青柳参考人 ただいま御質問がありました中小企業への配慮ということでありますが、本案が成立するならば、当社はみずからの責任と判断に基づいて経営を行うことになります。
 具体的には、新しい関連事業を始める場合や金融機関から長期に借入金を借り入れる場合などに国の認可を受ける必要がなくなったというわけでありますので、機動的な投資判断や資金調達を行うことが可能になるということになるわけであります。
 これまでJR九州におきましても、JR会社法の十条に規定されております中小企業への配慮につきまして、中小企業との協力をしながら事業を展開してまいったわけであります。例えば、当社駅ビルへの地元企業の出店や駅ビル開業に伴う地元雇用の創出等を実現しているほか、地元自治体や駅周辺の企業、商店連合会が主体となったまちづくり推進事業等に参加しまして、連携しながら町全体の活性化の推進を進めております。
 当社といたしましても、上場後もこれまでと同様に、地元の中小企業に配慮しながら関連事業を展開し、九州地域の活性化に貢献してまいりたいと思っております。

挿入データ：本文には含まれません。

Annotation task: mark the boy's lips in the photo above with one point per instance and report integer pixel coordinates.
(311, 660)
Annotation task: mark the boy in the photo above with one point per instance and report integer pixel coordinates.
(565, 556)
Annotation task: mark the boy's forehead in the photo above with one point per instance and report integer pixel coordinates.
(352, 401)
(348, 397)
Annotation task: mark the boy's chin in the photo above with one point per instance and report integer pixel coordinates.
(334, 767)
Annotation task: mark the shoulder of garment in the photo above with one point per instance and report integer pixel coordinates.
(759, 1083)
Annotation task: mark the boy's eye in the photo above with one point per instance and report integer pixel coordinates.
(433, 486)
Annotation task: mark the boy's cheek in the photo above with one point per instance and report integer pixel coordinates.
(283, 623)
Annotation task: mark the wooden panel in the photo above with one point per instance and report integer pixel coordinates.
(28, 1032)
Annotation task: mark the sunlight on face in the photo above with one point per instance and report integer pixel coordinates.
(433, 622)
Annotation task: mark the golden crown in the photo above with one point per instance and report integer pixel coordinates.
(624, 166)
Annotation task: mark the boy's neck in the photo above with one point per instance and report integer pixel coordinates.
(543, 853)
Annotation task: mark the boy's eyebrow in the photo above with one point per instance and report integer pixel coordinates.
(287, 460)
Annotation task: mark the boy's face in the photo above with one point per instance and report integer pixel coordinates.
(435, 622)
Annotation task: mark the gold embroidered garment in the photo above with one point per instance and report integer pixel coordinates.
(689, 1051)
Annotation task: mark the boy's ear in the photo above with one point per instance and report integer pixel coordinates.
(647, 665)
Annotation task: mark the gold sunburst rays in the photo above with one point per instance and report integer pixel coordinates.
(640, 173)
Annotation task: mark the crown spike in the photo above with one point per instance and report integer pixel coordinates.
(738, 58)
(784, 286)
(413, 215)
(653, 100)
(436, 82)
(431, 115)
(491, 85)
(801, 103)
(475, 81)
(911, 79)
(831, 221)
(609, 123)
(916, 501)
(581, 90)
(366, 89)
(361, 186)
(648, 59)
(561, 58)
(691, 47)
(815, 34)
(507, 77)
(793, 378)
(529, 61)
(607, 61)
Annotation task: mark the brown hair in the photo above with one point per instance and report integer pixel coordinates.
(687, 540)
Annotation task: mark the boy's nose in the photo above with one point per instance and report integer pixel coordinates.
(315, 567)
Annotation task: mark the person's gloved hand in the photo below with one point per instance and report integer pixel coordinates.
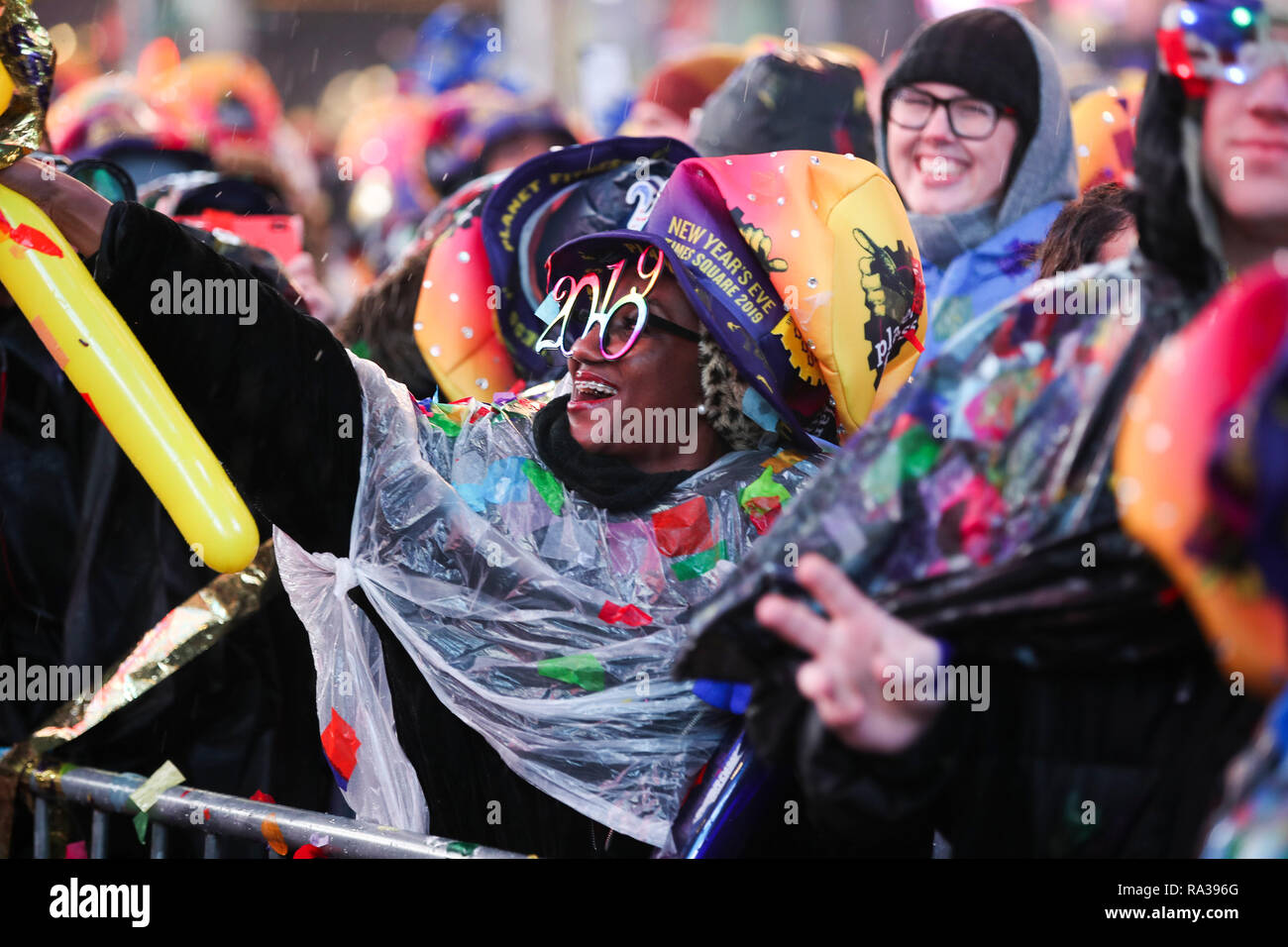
(850, 652)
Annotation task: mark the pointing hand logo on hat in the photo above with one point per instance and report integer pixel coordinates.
(829, 232)
(894, 291)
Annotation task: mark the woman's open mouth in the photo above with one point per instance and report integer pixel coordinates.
(589, 389)
(939, 169)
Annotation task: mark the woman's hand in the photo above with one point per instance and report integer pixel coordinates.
(850, 655)
(75, 208)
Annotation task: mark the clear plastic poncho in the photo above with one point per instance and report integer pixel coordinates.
(546, 624)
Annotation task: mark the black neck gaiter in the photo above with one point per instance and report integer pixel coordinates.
(610, 483)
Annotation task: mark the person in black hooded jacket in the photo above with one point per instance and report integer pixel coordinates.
(1108, 724)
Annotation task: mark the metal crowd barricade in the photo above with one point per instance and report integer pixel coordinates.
(219, 815)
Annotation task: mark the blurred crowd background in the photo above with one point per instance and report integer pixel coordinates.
(394, 99)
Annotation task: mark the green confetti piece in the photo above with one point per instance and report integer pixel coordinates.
(546, 484)
(918, 451)
(141, 826)
(439, 418)
(765, 484)
(695, 566)
(581, 671)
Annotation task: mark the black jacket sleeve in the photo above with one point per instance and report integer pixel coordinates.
(274, 397)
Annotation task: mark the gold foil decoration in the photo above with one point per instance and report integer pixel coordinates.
(184, 633)
(181, 635)
(29, 62)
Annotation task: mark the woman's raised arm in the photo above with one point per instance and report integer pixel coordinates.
(269, 388)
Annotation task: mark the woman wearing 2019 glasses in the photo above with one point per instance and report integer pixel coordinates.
(977, 137)
(532, 564)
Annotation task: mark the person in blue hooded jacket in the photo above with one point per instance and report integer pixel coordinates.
(977, 136)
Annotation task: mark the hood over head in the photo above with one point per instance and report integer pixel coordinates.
(1046, 169)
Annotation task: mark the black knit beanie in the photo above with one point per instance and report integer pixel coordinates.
(984, 52)
(799, 101)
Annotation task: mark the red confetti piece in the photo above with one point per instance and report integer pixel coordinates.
(627, 615)
(684, 530)
(901, 424)
(30, 237)
(340, 745)
(271, 834)
(763, 510)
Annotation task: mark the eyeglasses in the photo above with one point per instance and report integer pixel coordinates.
(621, 321)
(969, 118)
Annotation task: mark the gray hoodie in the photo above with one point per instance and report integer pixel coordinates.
(1047, 171)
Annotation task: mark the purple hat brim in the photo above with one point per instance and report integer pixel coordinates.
(743, 352)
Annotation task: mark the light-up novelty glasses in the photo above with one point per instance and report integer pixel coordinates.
(575, 307)
(1203, 40)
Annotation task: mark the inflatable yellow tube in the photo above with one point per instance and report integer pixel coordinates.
(111, 369)
(101, 356)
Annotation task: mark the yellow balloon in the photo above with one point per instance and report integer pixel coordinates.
(111, 369)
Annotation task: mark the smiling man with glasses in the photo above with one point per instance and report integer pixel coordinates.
(977, 137)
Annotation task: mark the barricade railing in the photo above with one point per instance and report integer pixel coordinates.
(218, 815)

松原委員 きょう冒頭申し上げたように、日本は地震大国でありまして、さまざまな地震が発生をしているわけでありますが、防災ということに関して、もちろん従来からもこれをずっとやってきた。それは、特にまた国土交通省との関係も含めてやってきたわけでありますが、独立した後の防災に関して、JR九州は上場後しっかりと取り組むということだろうと思いますが、その具体的な進め方というものをお伺いしたいと思います。

青柳参考人 JR九州は、発足以来、台風等の災害の多い九州において、毎年のように被災をしておりますが、その都度、社員一丸となり復旧を果たすとともに、線路への土砂流入を防ぐためののり面工事など、災害を未然に防ぐために必要な対策をこれまでも実施してまいりました。
 九州の鉄道ネットワークの維持は、鉄道事業を中核とする当社にとって重要な役割であるということは再三申し上げておりますが、上場によりその役割が変わるものではないと考えております。
 当社といたしましても、上場後も鉄道ネットワークを維持していくためにも、引き続き防災の取り組みを着実に進めてまいる所存であります。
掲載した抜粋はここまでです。